# Acarichthys heckelii tankmates



## Howler33 (Dec 10, 2004)

I have purchased two Acarichthys heckelii that are about 4". I believe them to male and female though not for sure. I will be picking them up in two weeks and am trying to decide if I should put them in a 55 gallon by themselves or in my 150 with other Geos.

I have read that the conspecific aggresion is very high when they are housed in 4' tank tanks by themselves so am leary about the 55. The 150 is a 6'x2' with 8 Geo Redhead Tapajos, 6 Geo Altifrons, 1 pair Cryptoheros Cutteri, a Green Severum and a Pictus Cat. The 150 is decorated with large driftwood and field stone with plenty of hiding places. I think the 150 would be the best place for the A Heckelii but, I am not sure if they will mess with the more passive Geos in there.

I would appreciate any thoughts or experiences others have had before I decide.

Joe


----------



## dogofwar (Apr 5, 2004)

Acaricthys are really strange when it comes to conspecific aggression: I've kepy adult fish together in realtively small tanks...literally for years with no issues...and then one day have a (I think horny) male off a female or two in no time flat.

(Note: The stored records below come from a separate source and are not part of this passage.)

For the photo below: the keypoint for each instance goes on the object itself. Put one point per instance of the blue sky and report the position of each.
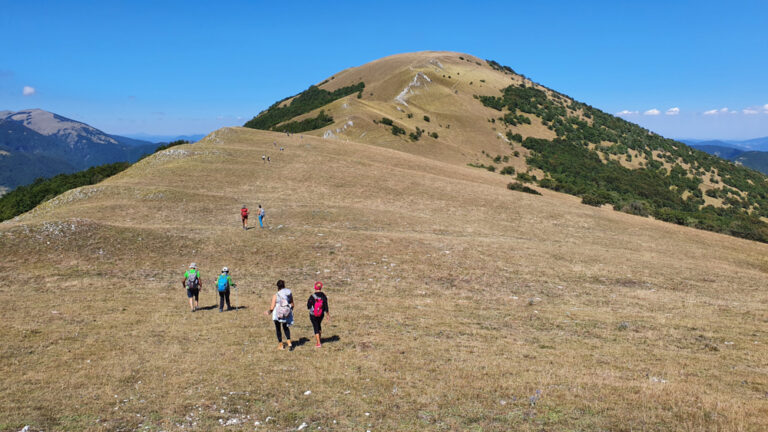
(191, 67)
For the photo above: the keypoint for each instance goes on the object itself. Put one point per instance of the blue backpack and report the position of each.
(223, 282)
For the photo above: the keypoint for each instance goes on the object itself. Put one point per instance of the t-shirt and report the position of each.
(191, 272)
(311, 302)
(229, 280)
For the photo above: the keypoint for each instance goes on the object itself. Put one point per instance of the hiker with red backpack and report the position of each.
(244, 216)
(318, 308)
(193, 284)
(281, 309)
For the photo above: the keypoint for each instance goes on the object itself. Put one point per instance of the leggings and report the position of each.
(316, 322)
(285, 330)
(224, 295)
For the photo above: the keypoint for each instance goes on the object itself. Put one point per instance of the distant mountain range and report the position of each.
(752, 153)
(36, 143)
(166, 138)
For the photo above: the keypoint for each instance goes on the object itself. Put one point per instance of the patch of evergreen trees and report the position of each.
(306, 101)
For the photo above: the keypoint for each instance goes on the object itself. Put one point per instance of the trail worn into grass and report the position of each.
(456, 303)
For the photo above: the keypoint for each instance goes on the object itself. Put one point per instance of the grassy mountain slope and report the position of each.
(459, 109)
(456, 304)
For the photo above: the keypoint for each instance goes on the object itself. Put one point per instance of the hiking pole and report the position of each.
(236, 302)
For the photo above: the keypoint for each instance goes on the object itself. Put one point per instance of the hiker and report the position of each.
(244, 216)
(281, 309)
(318, 308)
(261, 216)
(223, 283)
(193, 284)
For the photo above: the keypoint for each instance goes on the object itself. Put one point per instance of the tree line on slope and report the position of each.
(25, 198)
(306, 101)
(573, 165)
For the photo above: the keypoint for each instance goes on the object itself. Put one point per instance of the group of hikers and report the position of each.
(281, 307)
(244, 212)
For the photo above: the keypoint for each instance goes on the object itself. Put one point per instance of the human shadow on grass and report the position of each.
(334, 338)
(298, 343)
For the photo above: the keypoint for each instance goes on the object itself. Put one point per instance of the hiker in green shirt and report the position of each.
(193, 284)
(223, 283)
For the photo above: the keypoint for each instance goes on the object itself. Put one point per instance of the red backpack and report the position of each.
(317, 310)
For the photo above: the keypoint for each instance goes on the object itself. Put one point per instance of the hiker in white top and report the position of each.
(281, 309)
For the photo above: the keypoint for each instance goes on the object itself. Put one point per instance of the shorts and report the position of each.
(193, 292)
(316, 321)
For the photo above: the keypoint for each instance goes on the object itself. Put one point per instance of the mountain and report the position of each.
(756, 160)
(462, 110)
(456, 303)
(165, 138)
(36, 143)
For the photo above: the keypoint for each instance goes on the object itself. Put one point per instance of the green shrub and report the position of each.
(593, 200)
(490, 168)
(308, 124)
(636, 208)
(25, 198)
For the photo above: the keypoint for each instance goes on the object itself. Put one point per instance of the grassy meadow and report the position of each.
(456, 304)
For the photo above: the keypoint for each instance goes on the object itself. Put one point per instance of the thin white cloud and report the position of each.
(715, 112)
(626, 112)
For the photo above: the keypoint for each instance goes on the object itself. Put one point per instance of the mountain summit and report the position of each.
(36, 143)
(459, 109)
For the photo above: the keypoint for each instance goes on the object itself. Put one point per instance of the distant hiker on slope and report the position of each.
(244, 216)
(281, 309)
(193, 284)
(261, 216)
(223, 283)
(318, 308)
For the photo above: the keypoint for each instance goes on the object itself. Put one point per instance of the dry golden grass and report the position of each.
(454, 301)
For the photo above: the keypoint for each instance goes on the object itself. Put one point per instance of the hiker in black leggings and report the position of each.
(317, 304)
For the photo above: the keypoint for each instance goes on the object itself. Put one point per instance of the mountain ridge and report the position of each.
(39, 143)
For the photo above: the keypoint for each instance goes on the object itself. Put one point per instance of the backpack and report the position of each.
(317, 309)
(282, 308)
(223, 283)
(192, 281)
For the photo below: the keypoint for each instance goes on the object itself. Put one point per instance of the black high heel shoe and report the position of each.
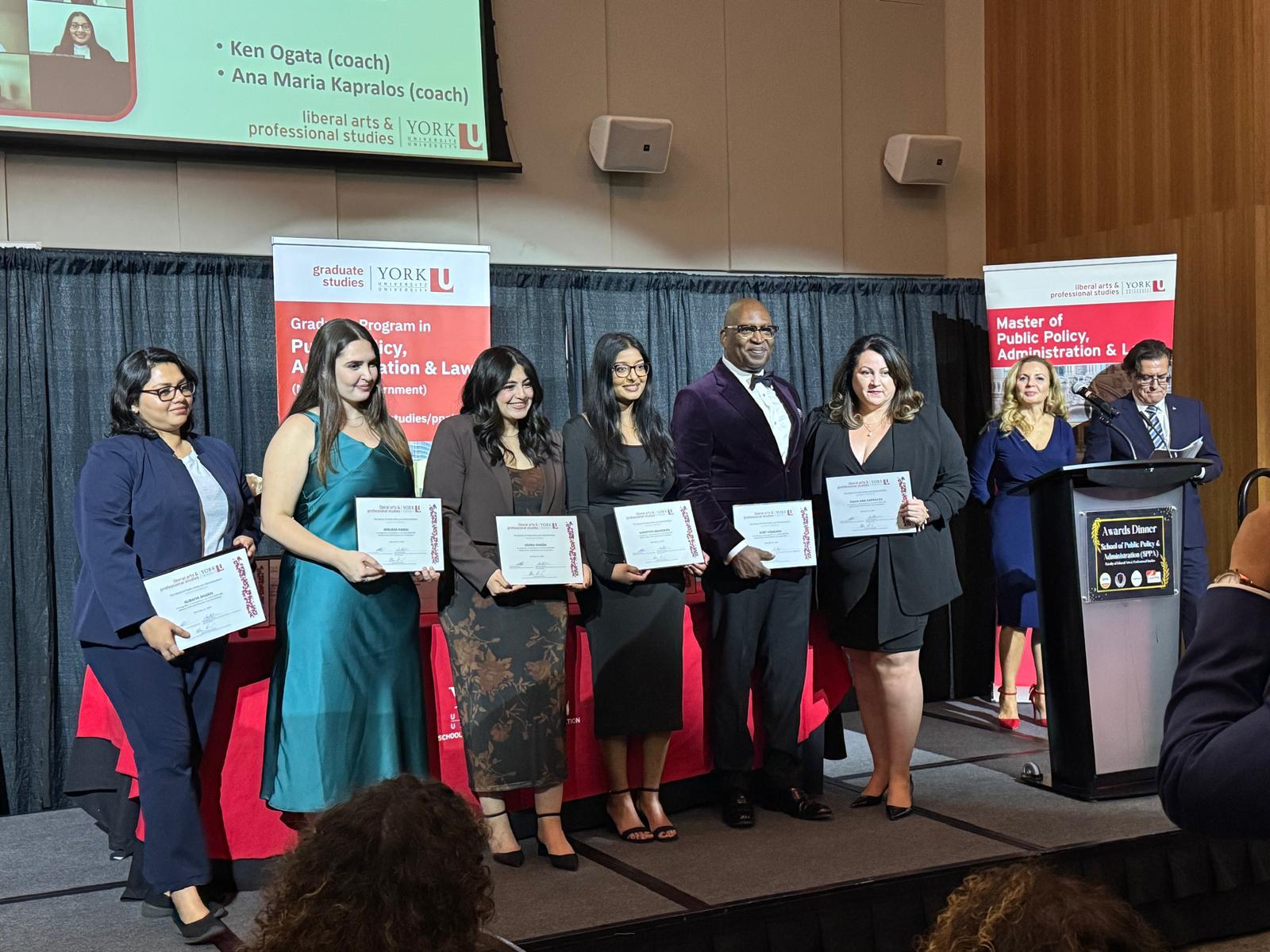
(514, 857)
(868, 800)
(198, 932)
(899, 812)
(560, 861)
(630, 835)
(662, 835)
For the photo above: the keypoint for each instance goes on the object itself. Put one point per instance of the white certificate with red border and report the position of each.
(209, 598)
(539, 550)
(658, 535)
(780, 528)
(402, 535)
(868, 505)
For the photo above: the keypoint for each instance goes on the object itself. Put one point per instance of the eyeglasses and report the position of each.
(626, 370)
(168, 393)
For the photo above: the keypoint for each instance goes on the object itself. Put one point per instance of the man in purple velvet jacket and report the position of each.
(738, 438)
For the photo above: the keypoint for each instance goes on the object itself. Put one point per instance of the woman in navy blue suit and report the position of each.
(1026, 438)
(152, 497)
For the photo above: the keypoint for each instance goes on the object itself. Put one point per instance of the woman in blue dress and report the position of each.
(346, 700)
(1026, 438)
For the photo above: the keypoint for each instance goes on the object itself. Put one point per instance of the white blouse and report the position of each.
(213, 501)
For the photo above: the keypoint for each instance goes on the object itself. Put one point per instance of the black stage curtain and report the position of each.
(71, 315)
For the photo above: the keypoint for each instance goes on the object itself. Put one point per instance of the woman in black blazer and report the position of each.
(152, 498)
(879, 589)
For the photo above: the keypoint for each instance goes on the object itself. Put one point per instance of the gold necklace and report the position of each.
(870, 431)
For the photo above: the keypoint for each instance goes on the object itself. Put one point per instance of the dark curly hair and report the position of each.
(1026, 907)
(395, 869)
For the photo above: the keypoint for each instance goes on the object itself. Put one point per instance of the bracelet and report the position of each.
(1240, 578)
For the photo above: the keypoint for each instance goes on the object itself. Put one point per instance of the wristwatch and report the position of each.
(1240, 578)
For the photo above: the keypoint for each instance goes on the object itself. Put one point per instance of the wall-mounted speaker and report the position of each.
(922, 160)
(632, 144)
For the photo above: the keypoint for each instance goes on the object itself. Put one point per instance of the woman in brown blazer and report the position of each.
(501, 457)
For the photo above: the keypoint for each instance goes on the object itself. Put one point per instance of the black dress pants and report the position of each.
(167, 712)
(761, 624)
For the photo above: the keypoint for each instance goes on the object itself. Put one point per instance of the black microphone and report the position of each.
(1098, 403)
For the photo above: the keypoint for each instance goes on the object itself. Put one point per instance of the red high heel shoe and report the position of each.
(1032, 700)
(1009, 724)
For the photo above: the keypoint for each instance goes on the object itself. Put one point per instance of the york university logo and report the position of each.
(470, 137)
(440, 281)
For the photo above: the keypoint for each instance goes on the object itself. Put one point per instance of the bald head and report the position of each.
(745, 342)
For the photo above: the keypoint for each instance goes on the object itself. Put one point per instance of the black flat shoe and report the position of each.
(514, 857)
(560, 861)
(202, 931)
(867, 800)
(799, 805)
(738, 812)
(899, 812)
(150, 909)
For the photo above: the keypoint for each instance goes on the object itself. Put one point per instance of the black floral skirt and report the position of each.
(507, 657)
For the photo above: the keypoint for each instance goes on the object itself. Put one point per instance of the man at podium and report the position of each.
(1157, 420)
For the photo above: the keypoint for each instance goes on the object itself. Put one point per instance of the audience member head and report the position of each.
(154, 393)
(503, 393)
(342, 385)
(747, 336)
(1030, 384)
(1149, 365)
(1028, 908)
(620, 378)
(874, 374)
(395, 869)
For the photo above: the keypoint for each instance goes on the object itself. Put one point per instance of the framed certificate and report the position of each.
(402, 535)
(539, 550)
(869, 505)
(781, 528)
(209, 598)
(658, 535)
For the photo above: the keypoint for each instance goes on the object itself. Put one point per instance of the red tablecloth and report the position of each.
(241, 827)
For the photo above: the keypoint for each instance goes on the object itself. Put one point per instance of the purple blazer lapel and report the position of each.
(734, 393)
(791, 399)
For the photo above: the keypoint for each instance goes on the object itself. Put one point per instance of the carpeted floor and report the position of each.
(57, 892)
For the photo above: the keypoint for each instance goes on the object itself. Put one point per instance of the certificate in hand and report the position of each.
(658, 535)
(209, 598)
(781, 528)
(868, 505)
(539, 550)
(402, 535)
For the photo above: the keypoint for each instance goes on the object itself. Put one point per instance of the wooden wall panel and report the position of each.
(1121, 127)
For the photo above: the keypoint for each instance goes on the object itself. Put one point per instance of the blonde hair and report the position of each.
(907, 400)
(1010, 416)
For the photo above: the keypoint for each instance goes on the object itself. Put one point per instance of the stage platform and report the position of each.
(859, 882)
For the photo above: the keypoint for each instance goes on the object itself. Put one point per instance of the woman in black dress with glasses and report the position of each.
(620, 454)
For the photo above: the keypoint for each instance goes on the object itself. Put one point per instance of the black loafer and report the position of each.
(738, 812)
(798, 805)
(202, 931)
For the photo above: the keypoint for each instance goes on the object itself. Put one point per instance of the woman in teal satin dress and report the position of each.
(346, 701)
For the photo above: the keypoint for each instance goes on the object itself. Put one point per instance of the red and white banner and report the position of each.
(1081, 317)
(425, 305)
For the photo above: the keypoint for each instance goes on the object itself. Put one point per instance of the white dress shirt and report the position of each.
(1161, 418)
(213, 501)
(774, 412)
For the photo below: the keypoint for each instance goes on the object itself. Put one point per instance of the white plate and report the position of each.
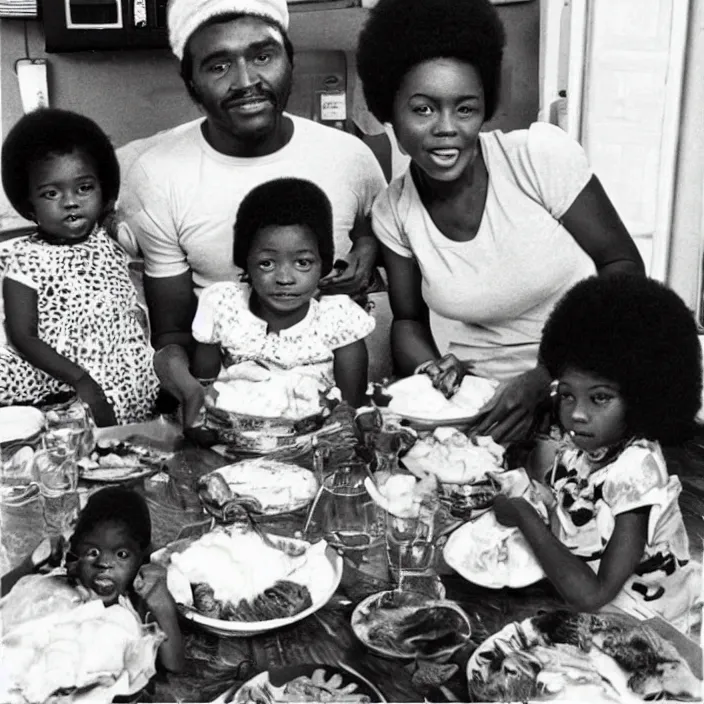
(19, 423)
(321, 573)
(238, 694)
(415, 399)
(464, 546)
(280, 487)
(570, 685)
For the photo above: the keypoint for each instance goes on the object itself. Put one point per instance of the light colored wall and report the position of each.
(685, 262)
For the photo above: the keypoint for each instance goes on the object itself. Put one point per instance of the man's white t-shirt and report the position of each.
(180, 196)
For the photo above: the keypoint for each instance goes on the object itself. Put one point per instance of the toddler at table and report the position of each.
(107, 559)
(626, 355)
(284, 244)
(71, 311)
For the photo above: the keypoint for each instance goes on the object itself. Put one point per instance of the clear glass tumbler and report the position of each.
(56, 472)
(410, 542)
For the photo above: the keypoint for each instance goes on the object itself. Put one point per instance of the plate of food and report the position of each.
(239, 583)
(465, 467)
(408, 625)
(115, 460)
(491, 555)
(20, 424)
(304, 683)
(585, 657)
(268, 487)
(423, 406)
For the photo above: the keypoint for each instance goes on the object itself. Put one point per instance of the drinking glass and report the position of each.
(348, 516)
(410, 541)
(71, 426)
(56, 472)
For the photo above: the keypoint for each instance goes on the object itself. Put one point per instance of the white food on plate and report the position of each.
(491, 555)
(453, 458)
(415, 397)
(277, 486)
(402, 495)
(236, 566)
(250, 390)
(19, 423)
(88, 645)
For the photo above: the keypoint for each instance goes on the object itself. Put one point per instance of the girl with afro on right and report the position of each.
(627, 359)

I am currently growing out 5 wild fish that range in size from 2" to 5" in a 3' 30 gallon. They're in with some Gymnogeophagus grow-outs and are doing great.

I think that they'd do great with the Geos that you describe above but the Cryptoheros will be much more aggressive and could cause problems.

They're pretty mellow fish normally. I'd put them in a 55g with maybe some Guianacara or Keyholes or some northern Uruguay Gymnogeos (that don't really need much of a cooling period).


----------



## Howler33 (Dec 10, 2004)

The Cutteri are going to be moved soon to a 125 with my Nics, Regani and Severums. I do have another 150 with Guianacara and Sajica but, I was planning on adding Thorichthys pasionis to that tank. I think I will put the Heckelii in with the other Geos and just keep an eye on them. Thanks for your input.


----------